Over the last few years, I’ve had the opportunity to visit churches, interview many believers, and attend conferences across the country. (In July of 2021, I joined the national Promise Keepers conference at AT&T Stadium in Dallas and reported on my experience interviewing men (here).
In reality, many large non-denominational Evangelical churches (and para-church ministries) are thriving and attracting hundreds or thousands of young people in the 20-35 range. I’ve visited quite a few of these, and it’s important to note not what they aren’t doing but the four common traits they all seem to share.
First, they are authentic bodies of believers, from the pastors down to the pews. They are genuine about their personal – and man’s collective – weaknesses and sinfulness. These churches have little room for pretense, even from the pulpit, and provide services inside the church for recovery and healing from addictions, failing marriages, and destroyed relationships.

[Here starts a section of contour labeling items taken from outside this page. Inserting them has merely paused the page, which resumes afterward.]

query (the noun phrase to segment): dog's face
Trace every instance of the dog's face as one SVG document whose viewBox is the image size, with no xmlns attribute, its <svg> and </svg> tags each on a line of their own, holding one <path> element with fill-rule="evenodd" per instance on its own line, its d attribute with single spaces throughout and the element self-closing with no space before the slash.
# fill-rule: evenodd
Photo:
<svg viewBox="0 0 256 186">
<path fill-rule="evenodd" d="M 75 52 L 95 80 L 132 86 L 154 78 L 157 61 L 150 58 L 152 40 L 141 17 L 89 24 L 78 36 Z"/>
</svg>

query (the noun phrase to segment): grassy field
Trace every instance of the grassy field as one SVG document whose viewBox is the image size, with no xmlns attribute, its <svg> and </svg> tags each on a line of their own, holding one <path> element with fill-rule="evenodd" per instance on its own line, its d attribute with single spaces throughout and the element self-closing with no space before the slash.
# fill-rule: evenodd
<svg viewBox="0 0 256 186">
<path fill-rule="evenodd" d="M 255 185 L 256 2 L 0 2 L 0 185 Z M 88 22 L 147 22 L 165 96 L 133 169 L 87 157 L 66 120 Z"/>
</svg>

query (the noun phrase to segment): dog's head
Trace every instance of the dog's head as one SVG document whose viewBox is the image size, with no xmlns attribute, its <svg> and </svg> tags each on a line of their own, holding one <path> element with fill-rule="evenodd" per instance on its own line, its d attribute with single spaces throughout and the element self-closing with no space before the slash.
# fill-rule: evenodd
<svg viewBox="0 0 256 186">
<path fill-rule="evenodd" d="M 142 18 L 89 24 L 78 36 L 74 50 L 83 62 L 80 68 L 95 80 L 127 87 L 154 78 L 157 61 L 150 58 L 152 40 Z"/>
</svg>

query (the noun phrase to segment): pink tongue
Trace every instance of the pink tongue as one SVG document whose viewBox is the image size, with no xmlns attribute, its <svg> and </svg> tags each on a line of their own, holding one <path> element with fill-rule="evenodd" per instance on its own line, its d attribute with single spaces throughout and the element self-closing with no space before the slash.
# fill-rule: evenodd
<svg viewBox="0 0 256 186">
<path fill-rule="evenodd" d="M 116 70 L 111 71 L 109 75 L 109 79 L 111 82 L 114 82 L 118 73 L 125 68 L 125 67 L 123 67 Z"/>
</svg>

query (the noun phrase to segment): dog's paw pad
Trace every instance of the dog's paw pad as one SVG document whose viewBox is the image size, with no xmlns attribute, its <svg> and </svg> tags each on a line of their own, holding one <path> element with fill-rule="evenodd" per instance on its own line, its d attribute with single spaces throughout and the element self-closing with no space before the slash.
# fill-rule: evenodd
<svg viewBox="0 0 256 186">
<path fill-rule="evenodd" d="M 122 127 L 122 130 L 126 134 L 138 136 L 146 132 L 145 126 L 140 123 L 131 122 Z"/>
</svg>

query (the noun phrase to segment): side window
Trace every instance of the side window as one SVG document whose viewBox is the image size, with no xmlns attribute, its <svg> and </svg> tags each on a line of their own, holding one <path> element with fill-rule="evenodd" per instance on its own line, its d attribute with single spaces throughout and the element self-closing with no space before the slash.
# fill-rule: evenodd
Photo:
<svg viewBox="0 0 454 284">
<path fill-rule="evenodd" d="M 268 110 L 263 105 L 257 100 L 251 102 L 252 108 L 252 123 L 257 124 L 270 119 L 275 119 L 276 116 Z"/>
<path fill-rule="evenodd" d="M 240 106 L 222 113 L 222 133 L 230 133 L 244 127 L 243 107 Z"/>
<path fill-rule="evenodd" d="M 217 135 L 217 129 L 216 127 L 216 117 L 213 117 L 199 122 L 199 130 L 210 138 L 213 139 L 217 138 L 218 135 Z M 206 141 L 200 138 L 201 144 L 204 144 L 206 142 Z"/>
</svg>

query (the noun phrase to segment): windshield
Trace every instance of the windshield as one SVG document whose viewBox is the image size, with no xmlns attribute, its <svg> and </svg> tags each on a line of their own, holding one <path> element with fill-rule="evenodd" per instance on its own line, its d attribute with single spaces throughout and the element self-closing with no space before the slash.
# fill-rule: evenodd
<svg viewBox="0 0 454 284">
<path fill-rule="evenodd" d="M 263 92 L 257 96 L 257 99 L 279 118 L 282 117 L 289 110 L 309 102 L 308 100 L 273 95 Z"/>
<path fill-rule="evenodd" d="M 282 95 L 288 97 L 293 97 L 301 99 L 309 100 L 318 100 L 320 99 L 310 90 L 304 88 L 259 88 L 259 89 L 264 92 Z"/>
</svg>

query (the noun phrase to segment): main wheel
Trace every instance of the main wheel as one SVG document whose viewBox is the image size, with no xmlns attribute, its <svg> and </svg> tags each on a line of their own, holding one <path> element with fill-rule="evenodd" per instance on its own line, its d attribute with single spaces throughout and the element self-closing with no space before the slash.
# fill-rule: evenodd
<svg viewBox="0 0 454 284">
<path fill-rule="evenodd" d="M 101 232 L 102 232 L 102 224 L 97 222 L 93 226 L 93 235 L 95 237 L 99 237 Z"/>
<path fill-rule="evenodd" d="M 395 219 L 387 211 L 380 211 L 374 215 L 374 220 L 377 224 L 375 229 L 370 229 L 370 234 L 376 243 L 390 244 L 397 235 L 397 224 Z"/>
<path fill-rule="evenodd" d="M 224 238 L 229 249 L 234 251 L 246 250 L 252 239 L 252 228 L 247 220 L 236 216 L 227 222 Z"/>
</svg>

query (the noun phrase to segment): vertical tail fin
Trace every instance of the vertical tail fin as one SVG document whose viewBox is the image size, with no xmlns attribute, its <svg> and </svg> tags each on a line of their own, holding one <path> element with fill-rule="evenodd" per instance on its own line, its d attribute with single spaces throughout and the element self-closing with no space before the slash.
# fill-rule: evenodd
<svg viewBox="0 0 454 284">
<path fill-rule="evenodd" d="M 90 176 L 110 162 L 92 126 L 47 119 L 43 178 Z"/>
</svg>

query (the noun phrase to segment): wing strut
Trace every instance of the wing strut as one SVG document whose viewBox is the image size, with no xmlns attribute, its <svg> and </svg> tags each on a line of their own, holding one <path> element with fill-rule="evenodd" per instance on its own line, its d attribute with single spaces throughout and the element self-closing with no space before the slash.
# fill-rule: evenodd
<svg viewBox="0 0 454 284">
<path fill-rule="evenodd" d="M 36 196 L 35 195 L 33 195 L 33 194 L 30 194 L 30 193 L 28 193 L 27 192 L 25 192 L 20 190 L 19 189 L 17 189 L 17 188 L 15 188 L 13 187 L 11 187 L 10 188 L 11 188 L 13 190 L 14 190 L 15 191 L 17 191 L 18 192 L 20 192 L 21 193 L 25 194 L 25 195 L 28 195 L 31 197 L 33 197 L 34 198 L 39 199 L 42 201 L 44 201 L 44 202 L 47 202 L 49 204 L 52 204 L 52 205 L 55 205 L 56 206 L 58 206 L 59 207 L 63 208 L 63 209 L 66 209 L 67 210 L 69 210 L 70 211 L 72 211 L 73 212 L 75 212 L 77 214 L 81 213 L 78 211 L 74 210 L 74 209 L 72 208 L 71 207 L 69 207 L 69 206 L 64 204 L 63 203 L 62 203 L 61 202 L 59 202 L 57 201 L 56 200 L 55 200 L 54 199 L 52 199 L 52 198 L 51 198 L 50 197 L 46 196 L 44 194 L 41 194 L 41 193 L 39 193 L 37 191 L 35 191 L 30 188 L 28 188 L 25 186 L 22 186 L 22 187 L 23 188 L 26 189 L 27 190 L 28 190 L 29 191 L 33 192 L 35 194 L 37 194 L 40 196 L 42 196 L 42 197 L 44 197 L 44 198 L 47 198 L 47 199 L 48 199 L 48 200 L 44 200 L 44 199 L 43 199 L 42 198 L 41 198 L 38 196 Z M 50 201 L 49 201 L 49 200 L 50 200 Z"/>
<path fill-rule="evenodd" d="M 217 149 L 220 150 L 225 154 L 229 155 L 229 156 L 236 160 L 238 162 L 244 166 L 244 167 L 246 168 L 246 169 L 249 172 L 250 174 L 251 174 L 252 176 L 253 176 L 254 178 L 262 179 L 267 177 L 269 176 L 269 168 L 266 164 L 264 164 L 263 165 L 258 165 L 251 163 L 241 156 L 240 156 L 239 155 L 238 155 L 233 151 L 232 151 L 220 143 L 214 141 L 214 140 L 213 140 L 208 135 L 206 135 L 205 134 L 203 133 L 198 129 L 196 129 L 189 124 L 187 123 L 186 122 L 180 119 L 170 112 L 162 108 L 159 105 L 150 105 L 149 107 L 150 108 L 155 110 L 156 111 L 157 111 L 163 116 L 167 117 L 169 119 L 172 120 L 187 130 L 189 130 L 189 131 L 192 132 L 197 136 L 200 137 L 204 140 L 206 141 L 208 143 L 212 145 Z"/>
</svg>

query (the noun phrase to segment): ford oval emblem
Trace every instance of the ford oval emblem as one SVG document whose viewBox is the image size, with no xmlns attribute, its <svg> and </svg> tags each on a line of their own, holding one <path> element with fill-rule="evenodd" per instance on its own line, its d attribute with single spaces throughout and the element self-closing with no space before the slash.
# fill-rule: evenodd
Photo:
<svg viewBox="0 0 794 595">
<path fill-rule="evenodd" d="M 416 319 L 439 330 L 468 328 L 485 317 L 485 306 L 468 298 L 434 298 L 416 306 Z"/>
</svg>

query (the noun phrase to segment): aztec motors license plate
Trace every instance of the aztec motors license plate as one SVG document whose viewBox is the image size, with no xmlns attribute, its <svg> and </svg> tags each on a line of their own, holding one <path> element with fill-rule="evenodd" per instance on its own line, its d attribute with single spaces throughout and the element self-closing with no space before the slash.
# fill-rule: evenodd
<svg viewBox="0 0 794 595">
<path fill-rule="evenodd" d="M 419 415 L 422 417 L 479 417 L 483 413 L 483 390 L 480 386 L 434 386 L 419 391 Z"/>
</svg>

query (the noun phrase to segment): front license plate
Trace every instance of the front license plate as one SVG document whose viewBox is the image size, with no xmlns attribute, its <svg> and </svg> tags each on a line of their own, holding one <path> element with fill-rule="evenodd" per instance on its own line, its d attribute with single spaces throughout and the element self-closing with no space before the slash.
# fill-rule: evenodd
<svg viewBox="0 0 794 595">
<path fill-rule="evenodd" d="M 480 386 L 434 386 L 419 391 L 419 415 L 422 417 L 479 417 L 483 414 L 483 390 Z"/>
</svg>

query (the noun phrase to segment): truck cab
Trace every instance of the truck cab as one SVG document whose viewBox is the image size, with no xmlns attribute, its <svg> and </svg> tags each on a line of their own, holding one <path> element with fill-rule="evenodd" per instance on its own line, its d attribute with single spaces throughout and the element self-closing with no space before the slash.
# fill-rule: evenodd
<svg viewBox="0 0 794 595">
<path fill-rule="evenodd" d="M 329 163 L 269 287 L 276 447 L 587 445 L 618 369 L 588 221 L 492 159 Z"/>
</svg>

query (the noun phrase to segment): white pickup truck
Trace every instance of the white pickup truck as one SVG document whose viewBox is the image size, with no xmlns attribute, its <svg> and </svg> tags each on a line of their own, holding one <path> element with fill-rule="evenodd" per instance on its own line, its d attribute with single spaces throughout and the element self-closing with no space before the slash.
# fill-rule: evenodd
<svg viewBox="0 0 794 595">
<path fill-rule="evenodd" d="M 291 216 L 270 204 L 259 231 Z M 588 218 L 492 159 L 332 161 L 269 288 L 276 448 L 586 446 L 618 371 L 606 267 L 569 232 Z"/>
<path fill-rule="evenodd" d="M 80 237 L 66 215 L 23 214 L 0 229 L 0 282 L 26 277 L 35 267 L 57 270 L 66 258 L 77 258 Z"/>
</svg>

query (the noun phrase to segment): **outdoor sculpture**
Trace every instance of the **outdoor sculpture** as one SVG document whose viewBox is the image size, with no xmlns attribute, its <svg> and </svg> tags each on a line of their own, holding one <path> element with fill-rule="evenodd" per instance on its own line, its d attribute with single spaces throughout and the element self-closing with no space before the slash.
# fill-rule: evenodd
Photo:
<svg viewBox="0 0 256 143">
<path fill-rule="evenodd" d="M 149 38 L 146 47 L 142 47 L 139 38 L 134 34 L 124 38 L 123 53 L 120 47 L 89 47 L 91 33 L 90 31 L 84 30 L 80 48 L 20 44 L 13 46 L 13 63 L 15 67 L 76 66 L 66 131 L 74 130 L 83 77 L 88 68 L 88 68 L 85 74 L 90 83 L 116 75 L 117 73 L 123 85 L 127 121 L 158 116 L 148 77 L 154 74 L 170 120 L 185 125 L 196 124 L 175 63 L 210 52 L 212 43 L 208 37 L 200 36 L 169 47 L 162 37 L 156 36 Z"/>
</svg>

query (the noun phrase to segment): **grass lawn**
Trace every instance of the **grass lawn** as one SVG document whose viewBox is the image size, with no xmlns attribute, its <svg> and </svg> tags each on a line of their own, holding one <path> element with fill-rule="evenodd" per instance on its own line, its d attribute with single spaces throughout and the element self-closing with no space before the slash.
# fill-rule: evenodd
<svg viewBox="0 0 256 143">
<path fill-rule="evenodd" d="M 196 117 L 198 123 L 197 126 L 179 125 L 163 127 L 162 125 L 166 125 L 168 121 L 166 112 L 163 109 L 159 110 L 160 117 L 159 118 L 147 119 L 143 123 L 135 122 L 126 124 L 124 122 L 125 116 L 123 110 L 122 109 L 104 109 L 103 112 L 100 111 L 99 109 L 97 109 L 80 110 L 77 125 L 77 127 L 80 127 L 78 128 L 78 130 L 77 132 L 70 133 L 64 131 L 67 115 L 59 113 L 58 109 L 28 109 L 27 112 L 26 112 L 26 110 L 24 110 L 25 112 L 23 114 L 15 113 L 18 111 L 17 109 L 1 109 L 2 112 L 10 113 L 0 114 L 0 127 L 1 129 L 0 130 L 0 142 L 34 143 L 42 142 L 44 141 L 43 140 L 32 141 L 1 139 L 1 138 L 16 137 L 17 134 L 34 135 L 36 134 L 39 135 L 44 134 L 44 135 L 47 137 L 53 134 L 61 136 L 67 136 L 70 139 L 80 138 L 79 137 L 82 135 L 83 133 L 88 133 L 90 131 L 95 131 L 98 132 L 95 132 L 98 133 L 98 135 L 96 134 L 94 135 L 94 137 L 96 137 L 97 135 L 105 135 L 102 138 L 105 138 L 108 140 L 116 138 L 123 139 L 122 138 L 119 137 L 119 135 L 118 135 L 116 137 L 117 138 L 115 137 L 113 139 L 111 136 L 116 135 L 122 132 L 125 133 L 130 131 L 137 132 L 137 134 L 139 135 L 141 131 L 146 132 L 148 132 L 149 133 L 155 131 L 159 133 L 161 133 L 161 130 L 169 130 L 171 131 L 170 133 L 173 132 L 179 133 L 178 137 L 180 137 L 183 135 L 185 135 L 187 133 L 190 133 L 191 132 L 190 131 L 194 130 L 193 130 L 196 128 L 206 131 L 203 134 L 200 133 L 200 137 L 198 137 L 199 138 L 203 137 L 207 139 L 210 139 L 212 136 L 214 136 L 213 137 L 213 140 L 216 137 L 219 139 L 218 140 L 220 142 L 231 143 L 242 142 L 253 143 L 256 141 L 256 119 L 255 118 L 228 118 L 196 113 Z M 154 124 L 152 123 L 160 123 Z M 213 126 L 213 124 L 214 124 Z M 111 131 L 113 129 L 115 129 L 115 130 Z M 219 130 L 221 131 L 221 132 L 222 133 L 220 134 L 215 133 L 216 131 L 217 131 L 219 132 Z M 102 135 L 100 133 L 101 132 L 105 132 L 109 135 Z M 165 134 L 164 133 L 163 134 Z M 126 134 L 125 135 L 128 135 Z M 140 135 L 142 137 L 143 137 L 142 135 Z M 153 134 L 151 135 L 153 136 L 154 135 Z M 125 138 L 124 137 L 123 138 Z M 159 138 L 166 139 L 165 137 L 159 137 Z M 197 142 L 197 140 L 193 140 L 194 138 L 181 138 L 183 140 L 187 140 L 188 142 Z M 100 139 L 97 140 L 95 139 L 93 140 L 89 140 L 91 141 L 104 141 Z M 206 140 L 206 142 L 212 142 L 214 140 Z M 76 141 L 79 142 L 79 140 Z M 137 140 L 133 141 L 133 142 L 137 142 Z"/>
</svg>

These growing churches are both small group and home group focused. They want the community of believers in discipleship and relationships outside of Sunday, equipped to carry the Gospel into the community.
They are aggressively outward-focused on their cities. Some have active outreach for medical care, and others with community centers in inner cities providing free services and outreach. Others partner with important para-ministries, especially in drug rehabilitation. They are congregations intent on making a difference and taking the Gospel into their communities with direct outreach and services.
Also, these churches are rock-solid Bible-teaching churches that largely ignore politics while being true to orthodox Christian teaching. While not overtly political, they’re conservative in that they teach with unapologetic Biblical clarity on issues such as abortion, families, and human sexuality. And in this era of gender and racial confusion, they all teach that every single person is a unique creation of God and deserving of dignity. So, no one who visits these churches more than once or twice can be surprised. I also note that many are adopting pieces of the ancient creeds in their services and even music. These churches are still growing and, perhaps in time, will assume the role of the legacy denominations that are collapsing.
A final thought. Regardless of what the pundits, haters, and pollsters say, the creator God can stop the Sun, open the ocean, move mountains, and – most incredibly – redeem men. His Physical and Moral Order simply is. You can no more fall off a building and not be judged by gravity than you can ignore the moral code without consequences. What happens to the American church and the worldwide church in the next 5, 10, or 20 years will be His work, not ours. His plan never fails and never ends. Our job is to glorify him in our words and deeds as we follow the pathways He has laid out for us – not those of our choosing.
In other words, we think too highly of ourselves and what we want to do – and too little of what He can and will do despite us.